Safilo lancia un bond da 150 milioni di euro

Con l'ok del cda di ieri, Safilo avvia il collocamento di un prestito obbligazionario equity-linked da circa 150 milioni di euro. Fa parte di un più ampio progetto di rifinanziamento globale da 300 milioni.

 

Le obbligazioni del gruppo dell'eyewear scadranno il 22 maggio 2019. «L’importo finale nominale di 150 milioni - precisa una nota - si riferisce a un numero massimo di azioni ordinarie della società sottostanti pari a 7 milioni».

 

L’offerta, che vede Banca Imi, BNP Paribas e UniCredit nel ruolo di joint bookrunner, è rivolta esclusivamente a investitori qualificati.

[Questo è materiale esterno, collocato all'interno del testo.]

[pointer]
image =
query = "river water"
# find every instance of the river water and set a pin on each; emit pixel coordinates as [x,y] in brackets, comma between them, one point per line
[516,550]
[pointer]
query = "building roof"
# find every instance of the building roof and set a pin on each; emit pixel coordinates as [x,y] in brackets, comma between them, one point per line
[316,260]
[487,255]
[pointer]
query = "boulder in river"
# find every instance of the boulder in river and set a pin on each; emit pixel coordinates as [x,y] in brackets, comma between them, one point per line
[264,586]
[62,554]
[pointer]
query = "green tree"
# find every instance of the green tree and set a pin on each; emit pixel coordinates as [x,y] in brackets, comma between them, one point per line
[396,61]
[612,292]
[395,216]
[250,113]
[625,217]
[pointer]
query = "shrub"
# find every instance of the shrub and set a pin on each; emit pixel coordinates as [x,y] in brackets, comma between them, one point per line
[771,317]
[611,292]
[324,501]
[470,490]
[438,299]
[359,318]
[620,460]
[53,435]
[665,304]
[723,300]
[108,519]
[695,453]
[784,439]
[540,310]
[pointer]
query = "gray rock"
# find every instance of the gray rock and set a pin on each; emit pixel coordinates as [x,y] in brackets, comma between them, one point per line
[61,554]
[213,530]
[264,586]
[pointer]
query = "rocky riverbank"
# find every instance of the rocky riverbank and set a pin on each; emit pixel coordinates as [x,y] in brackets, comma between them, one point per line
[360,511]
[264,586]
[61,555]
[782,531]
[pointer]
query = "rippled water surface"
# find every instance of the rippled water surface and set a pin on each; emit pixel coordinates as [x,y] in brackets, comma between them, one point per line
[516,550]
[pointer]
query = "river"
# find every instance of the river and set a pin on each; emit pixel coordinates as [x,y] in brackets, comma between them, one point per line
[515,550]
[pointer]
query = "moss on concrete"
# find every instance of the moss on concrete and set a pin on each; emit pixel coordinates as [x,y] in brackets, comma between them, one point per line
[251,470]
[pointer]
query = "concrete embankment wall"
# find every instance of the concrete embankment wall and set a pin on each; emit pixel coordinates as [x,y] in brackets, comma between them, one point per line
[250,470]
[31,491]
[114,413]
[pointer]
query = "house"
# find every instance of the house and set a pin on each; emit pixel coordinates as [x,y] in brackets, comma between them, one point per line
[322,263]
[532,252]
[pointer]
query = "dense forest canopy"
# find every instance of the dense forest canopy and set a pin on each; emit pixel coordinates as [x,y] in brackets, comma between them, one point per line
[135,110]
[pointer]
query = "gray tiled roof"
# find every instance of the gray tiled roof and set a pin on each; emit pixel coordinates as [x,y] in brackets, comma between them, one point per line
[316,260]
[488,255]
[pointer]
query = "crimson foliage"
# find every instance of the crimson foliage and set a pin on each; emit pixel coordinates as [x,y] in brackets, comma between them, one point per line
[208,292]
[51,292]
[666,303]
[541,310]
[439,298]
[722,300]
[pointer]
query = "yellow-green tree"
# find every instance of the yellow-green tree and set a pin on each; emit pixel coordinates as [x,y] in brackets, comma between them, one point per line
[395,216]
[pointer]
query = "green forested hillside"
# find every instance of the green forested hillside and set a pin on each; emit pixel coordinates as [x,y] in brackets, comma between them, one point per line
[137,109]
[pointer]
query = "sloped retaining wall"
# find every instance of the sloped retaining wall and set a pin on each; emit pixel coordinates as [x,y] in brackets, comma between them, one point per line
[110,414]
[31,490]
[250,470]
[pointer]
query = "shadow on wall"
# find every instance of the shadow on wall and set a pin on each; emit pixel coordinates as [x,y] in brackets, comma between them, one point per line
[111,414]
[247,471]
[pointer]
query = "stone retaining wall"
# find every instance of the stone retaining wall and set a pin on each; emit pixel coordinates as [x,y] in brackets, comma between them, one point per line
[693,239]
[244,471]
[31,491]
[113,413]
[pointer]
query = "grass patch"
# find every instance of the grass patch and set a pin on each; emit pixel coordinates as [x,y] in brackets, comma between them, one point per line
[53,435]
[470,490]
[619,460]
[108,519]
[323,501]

Con l'operazione il management intende «diversificare le fonti di finanziamento ed estendere la scadenza del debito, ottimizzando la struttura finanziaria».

 

Nelle prossime settimane Safilo attende la finalizzazione di un ulteriore finanziamento, che diventerà efficace dopo l’approvazione dell’aumento di capitale da parte dell’assemblea straordinaria e il rimborso e la cancellazione della credit facility attualmente in essere (in scadenza il 30 giugno 2015). Si tratta di una revolving credit facility (linea di credito rotativo) per un ammontare fino a 150 milioni di euro, con scadenza a quattro anni, organizzata da Banca Imi, BNP Paribas e UniCredit (in veste di mandated lead arranger). BNP Paribas e UniCredit, con Intesa San Paolo, sono anche underwriter.

 

Con nuova liquidità per un totale di 300 milioni di euro, Safilo (Carrera e Polaroid, tra i brand di proprietà e Bottega Veneta, Céline, Dior, Fendi, per citare alcune griffe del lusso in licenza) beneficerà di una più ampia flessibilitá finanziaria e in parallelo «potrà estendere il debito al 2018-2019».